Re: [webkit-dev] Question regarding priorities of subresource content retrieval

2011-02-12 Thread Silvio Ventres
Finished testing a small patch: https://bugs.webkit.org/show_bug.cgi?id=54108
It only prioritizes script loading in body (not sure yet why
doesn't work in head).
Assuming most external-load slowdowns are caused by js from body vs
anything from head, this should fix most horrific worst cases.

Tested on http://solid.eqoppa.com/testlag2.html:
First paint time unpatched:  80 seconds in
First paint time patches:  34 seconds in

Real-world test: http://technorati.com:
First paint time unpatched: 5 seconds
First paint time patched: 2 seconds

Please help test and see if it breaks anything. Didn't see any breaks
here yet :)

If someone wants to help see if there will be any more improvement by
adding the heuristic for js in head or for css in both head/body,
please let know.
For now, was thinking about twiddling with
CachedResourceLoader::preload, but that might be too late if the
engine already blocked on some css.

p.s. if generally patches are discussed off-list, please kindly let
know the correct venue.

--
 silvio
___
webkit-dev mailing list
webkit-dev@lists.webkit.org
http://lists.webkit.org/mailman/listinfo.cgi/webkit-dev


Re: [webkit-dev] Question regarding priorities of subresource content retrieval

2011-02-08 Thread Silvio Ventres
This argument - web developer is to blame for choosing a slow
ad/tracking/etc server - is incorrect.
Web developers in general do not have any control over the ad provider
or, frankly, any other type of external functionality provider.
Google Analytics being a good point in case, you would not want most
of the world's web pages to suddenly hang if something happens inside
Google.

The web browser should clearly prioritize developer-controllable
resources over ones that are beyond web developer's control.
Also, as an application run by the user and not by the developer, the
browser should arguably prioritize actual content against
pseudo-content which purpose is functionality that is not visibile to
the actual user, such as ad/tracker scripts. This actual content has
higher probability to be important when sourced from the
domain/subdomain of the webpage itself, based on current trends.

Domain check is a reasonable approximation that fits both purposes.

--
 silvio


On Tue, Feb 8, 2011 at 5:13 AM, Jerry Seeger vikin...@mac.com wrote:
 I'm reasonably sure that javascript in the header must be loaded 
 synchronously, as it might affect the rest of the load. This is why tools 
 like YSlow advise Web designers to move javascript loads that are not needed 
 for rendering until after the rest of the page loads.
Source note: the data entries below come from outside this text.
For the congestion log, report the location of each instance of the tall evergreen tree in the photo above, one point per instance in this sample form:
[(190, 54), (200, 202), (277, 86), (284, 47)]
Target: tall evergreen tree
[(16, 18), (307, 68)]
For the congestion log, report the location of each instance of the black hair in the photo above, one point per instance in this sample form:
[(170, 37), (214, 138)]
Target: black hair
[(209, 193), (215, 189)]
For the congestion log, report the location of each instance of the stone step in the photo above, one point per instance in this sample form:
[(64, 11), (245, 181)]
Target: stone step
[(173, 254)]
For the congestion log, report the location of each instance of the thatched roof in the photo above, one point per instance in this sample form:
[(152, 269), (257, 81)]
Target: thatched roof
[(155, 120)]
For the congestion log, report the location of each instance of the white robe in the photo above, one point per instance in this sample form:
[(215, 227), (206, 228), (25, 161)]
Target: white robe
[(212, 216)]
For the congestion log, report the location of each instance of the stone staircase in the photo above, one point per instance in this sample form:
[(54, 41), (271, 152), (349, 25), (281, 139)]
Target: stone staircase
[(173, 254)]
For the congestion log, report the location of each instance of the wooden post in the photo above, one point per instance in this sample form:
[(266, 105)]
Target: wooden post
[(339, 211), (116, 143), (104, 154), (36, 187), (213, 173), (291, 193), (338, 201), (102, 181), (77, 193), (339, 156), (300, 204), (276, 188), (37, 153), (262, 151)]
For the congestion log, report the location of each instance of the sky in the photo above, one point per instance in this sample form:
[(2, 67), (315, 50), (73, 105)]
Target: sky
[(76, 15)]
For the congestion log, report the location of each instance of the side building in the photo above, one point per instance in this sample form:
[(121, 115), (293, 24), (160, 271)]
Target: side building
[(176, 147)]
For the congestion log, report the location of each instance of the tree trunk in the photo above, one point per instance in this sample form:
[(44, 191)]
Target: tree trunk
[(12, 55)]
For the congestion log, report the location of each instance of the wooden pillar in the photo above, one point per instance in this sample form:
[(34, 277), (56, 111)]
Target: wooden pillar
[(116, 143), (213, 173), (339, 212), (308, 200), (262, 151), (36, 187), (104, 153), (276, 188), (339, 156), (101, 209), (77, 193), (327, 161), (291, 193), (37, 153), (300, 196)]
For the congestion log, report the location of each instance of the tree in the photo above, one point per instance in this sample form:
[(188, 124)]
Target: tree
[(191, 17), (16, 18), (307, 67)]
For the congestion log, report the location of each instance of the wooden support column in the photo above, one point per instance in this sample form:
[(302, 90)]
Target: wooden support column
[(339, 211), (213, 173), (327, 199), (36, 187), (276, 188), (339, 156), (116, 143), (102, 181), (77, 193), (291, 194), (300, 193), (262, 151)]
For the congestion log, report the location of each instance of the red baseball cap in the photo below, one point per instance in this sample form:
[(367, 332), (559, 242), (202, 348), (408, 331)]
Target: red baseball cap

 Blocking on loading the css is less clear-cut, as in some cases it could mean 
 several seconds of ugly page. I don't know if it's right or wrong, but a lot 
 of pages out there rely on the CSS being loaded before the page starts to 
 render to avoid terrible layout and the appearance of items meant to be 
 hidden for the seconds it takes the css to load.
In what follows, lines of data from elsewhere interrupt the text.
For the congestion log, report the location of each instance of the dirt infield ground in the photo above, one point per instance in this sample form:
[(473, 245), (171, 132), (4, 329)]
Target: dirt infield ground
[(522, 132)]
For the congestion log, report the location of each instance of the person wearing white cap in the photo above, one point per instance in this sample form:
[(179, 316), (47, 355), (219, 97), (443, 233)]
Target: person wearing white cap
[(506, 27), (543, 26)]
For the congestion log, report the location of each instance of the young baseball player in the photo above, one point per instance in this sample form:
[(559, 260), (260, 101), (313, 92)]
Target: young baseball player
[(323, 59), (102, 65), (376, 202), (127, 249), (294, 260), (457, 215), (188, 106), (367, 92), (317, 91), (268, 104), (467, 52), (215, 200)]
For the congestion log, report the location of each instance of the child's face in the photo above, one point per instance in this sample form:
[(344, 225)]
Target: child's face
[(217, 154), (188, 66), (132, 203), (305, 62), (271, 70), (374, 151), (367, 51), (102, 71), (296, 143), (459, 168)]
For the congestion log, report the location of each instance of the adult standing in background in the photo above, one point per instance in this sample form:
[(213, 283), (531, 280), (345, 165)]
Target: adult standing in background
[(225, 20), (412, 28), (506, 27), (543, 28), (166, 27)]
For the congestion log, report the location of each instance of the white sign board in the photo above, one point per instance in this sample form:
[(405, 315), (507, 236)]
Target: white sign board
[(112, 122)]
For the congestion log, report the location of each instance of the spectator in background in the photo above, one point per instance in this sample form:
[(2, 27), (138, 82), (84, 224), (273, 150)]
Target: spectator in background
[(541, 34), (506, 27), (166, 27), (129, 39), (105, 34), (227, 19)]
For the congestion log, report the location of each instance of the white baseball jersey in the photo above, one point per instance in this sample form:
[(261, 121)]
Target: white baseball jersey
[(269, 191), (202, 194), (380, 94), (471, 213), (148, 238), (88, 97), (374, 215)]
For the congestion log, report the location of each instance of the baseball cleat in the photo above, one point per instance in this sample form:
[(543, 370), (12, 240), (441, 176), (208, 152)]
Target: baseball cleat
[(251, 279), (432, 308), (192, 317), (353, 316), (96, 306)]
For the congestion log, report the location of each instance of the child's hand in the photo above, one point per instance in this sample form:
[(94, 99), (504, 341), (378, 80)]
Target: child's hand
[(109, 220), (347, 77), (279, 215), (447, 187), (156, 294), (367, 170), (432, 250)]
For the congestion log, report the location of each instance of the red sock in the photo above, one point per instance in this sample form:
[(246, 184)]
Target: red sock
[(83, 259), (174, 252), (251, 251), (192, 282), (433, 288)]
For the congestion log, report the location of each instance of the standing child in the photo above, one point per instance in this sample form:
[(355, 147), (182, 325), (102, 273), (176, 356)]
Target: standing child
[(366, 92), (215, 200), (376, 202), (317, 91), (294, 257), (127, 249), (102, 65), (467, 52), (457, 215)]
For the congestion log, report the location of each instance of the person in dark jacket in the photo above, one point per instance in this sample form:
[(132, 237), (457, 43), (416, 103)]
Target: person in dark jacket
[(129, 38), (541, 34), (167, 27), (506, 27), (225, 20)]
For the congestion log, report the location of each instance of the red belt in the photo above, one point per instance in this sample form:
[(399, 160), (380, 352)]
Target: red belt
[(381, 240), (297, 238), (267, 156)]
 In general, while things could certainly be improved, it's up to the owner of 
 the page to not rely on a a slow ad server, or build the page so the ads load 
 after the primary content.

 Jerry Seeger


 On Feb 7, 2011, at 5:47 PM, Silvio Ventres wrote:

 IE/Opera are delaying only for 4 seconds, same as Mobile Safari
 The reason looks to be the url for the script/css.
 If the url is the same twice, Chrome/Firefox serializes the requests,
 while IE/Opera/MobileSafari launches both requests simultaneously.

 Of course, requesting simultaneously doesn't fix anything, as you can
 see by trying a link-stuffed version at
 http://solid.eqoppa.com/testlag2.html

 This one has 45 css and 38 javascript links. It hangs all browsers nicely.
 The main point here is that it might be acceptable if it's coming from
 the webpage domain itself.
 But the links are coming from a completely different place.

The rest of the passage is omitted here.